Measuring Employee Engagement

In addition to implementing employee engagement best practices, you need an accurate way of measuring employee engagement to drive change. Employee surveys alone are too subjective, exit interviews don’t offer insights you can use at the moment, and check-ins can be too sporadic. By relying on concrete engagement data gained through workforce analytics, managers and employees can measure employee engagement accurately and use data to power an open and collaborative approach to improving employee engagement.

Leverage Quantifiable Data to Assess Engagement

To effectively and accurately measure employee engagement, you need access to metrics and quantifiable data. With real data at your fingertips, managers can more precisely analyze measures of employee engagement over time and gain insight into individual and team levels of employee engagement — no need to rely on subjective self-reports or non-specific questions on employee engagement surveys!

ActivTrak’s employee engagement solution provides everything you need right at your fingertips. We focus on coaching, not criticism and insight, not oversight to give managers the data they need to help employees stay engaged. Start by using ActivTrak’s benchmarks and goals feature to establish a baseline from which to grow and measure progress. If you notice that certain teams aren’t meeting their goals and engagement is declining, you use workload balance reports to track utilization levels and workload trends, make data-driven resourcing decisions, and prevent employee burnout. Technology usage reports enable you to identify poorly optimized technology that could be getting in the way of productive work.

Our employee engagement solution also helps managers and employees take an open and collaborative approach to improvement. The virtual productivity coach uncovers key insights managers can use to drive conversations with their employees and deliver targeted support, and you can see how well they’re working with weekly progress reports. Employees are encouraged to take an active role in improving their employee experience with our personal productivity feature. Here, employees can view their own data and compare their productivity metrics to their benchmarks, learn more about how they work, and pinpoint opportunities for improvement.

A Holistic View of Engagement with ActivTrak

The ActivTrak platform is also designed to help you see the bigger picture and take a holistic approach to employee engagement strategy. You can view ActivTrak’s data alongside data from other applications like Culture Amp or Lattice via integrations to perform a deeper analysis of the factors impacting engagement and employee experience. Also, our quantitative data adds much-needed precision and dimension to qualitative measures gained from employee engagement surveys. With the help of our dynamic platform, you can tackle employee engagement from every angle.

Boosting Employee Engagement with ActivTrak

Engaged employees who work passionately, communicate willingly with colleagues, and motivate others to do their best are essential to any organization’s success. There are many ways to foster employee engagement within your organization, but it all starts with the right tools.

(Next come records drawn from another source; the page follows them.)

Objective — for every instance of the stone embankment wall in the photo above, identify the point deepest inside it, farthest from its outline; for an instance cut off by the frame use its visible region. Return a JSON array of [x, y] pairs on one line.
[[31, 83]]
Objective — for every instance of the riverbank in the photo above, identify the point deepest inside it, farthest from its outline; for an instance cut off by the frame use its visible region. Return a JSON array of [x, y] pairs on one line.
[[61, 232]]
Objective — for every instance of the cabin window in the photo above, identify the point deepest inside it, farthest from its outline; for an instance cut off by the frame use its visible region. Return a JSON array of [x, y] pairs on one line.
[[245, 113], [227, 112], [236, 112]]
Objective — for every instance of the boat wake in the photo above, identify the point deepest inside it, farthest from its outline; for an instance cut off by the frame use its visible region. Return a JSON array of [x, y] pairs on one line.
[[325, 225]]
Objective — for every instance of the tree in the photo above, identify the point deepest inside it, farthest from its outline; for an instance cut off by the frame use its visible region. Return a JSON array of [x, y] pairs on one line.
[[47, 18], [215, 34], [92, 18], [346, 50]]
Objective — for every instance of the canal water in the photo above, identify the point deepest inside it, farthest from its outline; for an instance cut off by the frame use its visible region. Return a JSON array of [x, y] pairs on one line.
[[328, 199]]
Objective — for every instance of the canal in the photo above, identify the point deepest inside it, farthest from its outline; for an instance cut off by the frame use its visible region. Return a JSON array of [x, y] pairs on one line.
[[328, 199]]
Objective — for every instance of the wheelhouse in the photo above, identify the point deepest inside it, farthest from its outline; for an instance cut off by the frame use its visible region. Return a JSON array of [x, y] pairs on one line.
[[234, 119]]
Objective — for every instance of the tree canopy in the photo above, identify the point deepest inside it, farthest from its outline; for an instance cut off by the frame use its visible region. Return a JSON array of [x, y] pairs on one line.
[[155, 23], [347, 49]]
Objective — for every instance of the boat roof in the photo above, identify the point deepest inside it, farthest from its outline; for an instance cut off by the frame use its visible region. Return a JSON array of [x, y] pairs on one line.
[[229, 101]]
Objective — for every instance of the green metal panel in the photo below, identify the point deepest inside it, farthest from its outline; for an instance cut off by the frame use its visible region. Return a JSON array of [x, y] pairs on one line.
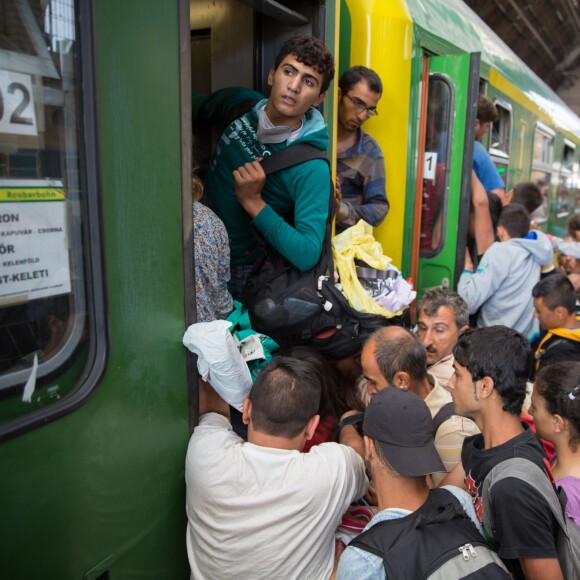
[[105, 484], [452, 22], [440, 269]]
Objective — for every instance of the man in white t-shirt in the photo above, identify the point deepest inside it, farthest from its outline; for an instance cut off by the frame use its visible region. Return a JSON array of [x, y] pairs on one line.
[[263, 509]]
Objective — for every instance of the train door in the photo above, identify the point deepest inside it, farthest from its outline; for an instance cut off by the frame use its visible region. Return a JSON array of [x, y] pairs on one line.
[[448, 115], [234, 44]]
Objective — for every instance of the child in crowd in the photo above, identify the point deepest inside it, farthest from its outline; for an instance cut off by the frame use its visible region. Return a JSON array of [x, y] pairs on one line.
[[212, 260], [556, 411]]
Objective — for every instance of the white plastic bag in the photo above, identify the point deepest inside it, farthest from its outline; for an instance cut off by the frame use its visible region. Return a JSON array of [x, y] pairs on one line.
[[219, 362]]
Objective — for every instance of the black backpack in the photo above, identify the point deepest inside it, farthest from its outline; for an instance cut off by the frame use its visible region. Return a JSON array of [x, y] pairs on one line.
[[568, 541], [438, 541], [304, 308]]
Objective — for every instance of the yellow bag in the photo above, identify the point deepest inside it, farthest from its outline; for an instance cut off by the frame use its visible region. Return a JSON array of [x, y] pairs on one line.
[[358, 243]]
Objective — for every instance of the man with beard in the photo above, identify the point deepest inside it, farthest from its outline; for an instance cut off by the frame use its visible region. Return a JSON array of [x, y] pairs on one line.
[[360, 161], [443, 315]]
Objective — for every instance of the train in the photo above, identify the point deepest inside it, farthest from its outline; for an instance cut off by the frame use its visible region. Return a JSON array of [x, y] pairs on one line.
[[98, 396]]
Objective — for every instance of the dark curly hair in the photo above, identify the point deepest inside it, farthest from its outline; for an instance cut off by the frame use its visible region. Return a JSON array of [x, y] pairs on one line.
[[312, 52], [502, 354], [555, 383]]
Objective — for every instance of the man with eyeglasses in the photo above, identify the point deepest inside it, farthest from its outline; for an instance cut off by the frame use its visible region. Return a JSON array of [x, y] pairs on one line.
[[360, 161]]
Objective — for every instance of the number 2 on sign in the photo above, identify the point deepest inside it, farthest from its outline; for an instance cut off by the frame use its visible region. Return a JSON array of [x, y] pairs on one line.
[[17, 113]]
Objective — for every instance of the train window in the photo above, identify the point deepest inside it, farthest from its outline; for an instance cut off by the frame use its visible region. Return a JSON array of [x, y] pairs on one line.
[[543, 146], [44, 312], [568, 155], [564, 198], [436, 169], [542, 170]]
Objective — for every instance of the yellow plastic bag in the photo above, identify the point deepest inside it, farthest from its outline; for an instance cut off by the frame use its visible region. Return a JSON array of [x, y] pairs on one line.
[[358, 242]]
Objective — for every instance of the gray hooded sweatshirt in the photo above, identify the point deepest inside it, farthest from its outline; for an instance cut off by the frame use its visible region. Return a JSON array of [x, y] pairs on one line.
[[502, 285]]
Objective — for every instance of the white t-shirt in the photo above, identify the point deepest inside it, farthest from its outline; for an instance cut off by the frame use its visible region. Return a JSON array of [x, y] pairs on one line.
[[258, 512]]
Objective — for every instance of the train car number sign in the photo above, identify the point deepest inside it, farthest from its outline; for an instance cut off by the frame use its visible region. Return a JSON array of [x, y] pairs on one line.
[[34, 256]]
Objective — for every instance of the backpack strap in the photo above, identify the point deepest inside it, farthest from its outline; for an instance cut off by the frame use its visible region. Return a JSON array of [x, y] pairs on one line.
[[441, 416], [529, 472], [289, 157], [240, 109]]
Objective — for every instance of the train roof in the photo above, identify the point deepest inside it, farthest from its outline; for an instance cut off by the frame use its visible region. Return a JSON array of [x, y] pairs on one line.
[[454, 22]]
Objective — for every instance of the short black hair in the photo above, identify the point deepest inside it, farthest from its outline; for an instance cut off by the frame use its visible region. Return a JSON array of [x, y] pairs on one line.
[[435, 298], [403, 352], [310, 51], [515, 219], [556, 290], [285, 396], [555, 382], [502, 354], [486, 110], [326, 374], [355, 74], [529, 195]]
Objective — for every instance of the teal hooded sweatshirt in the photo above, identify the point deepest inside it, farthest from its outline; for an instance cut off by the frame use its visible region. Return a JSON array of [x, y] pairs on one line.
[[294, 219]]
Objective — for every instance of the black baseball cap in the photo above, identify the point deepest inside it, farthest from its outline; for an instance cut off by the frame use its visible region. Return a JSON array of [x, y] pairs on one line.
[[400, 422]]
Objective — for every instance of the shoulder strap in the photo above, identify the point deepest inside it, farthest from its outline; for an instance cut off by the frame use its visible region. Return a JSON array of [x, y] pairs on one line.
[[291, 156], [442, 415], [529, 472], [240, 109]]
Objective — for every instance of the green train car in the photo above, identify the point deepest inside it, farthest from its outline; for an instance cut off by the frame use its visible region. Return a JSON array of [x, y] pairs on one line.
[[97, 394]]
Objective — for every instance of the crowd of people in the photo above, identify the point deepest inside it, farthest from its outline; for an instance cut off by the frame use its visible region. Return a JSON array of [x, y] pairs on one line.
[[421, 425]]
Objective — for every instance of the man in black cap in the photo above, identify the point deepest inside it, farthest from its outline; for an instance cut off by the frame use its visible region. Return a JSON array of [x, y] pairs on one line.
[[399, 453]]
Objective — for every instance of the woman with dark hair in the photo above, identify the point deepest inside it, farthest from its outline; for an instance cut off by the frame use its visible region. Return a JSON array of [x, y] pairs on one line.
[[556, 411]]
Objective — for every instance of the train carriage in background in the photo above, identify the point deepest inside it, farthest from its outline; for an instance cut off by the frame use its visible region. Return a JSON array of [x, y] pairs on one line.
[[95, 165]]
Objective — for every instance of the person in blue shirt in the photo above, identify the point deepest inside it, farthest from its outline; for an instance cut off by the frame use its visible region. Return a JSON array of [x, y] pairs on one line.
[[482, 164], [360, 161]]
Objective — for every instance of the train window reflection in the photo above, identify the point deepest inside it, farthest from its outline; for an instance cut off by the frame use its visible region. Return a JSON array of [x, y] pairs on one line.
[[502, 130], [436, 169], [42, 285]]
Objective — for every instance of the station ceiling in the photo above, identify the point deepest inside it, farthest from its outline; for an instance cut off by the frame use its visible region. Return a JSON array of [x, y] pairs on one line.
[[544, 34]]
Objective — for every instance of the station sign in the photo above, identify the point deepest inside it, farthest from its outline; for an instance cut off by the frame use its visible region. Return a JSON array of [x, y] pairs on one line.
[[34, 253]]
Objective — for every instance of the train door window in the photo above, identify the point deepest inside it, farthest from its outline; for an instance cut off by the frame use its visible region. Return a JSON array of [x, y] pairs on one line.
[[543, 157], [44, 219], [500, 140], [436, 169], [567, 198], [565, 184]]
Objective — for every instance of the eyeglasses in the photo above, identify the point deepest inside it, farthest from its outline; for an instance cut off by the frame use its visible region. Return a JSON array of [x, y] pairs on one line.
[[360, 106]]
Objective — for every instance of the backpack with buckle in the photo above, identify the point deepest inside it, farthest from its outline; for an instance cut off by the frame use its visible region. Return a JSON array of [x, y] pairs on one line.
[[305, 308]]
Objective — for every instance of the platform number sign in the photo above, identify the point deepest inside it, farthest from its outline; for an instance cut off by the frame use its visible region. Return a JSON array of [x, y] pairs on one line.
[[17, 113]]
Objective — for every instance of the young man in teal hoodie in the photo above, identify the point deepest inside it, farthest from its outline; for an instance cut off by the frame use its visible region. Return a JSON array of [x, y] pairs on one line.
[[290, 208]]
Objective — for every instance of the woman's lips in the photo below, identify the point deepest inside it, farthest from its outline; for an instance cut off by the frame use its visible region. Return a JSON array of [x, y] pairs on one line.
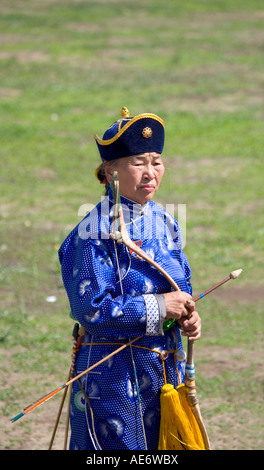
[[147, 187]]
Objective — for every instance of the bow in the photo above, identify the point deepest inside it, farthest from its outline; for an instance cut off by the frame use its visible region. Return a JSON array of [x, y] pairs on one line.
[[121, 236]]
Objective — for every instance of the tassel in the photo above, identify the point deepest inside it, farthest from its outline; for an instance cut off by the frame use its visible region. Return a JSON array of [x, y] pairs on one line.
[[178, 427]]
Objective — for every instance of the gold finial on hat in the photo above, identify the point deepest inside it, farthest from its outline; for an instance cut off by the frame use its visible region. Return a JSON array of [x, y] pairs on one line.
[[125, 112]]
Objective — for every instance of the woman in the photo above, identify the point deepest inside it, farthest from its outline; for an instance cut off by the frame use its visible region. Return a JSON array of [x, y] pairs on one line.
[[116, 296]]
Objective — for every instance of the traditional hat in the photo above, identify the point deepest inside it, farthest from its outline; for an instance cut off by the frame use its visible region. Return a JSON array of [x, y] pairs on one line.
[[131, 136]]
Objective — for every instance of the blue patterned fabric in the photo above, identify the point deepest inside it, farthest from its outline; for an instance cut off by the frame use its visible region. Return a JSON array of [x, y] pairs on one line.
[[113, 295]]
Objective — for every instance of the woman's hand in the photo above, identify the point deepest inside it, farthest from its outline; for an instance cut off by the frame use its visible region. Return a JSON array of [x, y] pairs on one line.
[[179, 305]]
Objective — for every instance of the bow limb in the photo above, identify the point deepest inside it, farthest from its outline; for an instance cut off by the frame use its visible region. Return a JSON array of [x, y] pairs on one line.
[[121, 236]]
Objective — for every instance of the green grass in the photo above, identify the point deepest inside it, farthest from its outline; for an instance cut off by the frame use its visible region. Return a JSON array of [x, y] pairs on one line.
[[67, 68]]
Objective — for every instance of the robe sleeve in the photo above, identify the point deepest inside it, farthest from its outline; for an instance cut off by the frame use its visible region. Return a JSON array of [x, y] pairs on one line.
[[89, 276]]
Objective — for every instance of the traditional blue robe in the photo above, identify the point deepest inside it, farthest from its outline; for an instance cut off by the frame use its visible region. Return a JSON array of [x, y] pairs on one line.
[[114, 295]]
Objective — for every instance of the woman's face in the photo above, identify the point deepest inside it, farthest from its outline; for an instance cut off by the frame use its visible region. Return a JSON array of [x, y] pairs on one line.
[[139, 176]]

Employees need the right technology, guidance, and career opportunities in order to become engaged and stay engaged in the workplace. Once that happens, every element of your business — managers, employees, and the entire company culture — will experience an increase in employee engagement.

With data-driven workforce analytics platforms like ActivTrak, managers and employees can gain concrete insights into engagement levels and boost employee engagement, together. ActivTrak allows everyone to understand their individual engagement levels, as well as team-wide engagement trends and patterns. This helps everyone work together to work wiser!

Pro Tips:

  1. Be transparent with employees and look at data-driven engagement insights together.
  2. Start open and productive conversations about employee engagement, and encourage your employees to do the same.
  3. Follow employee engagement best practices — including the Three C’s — to foster continuous engagement in your organization.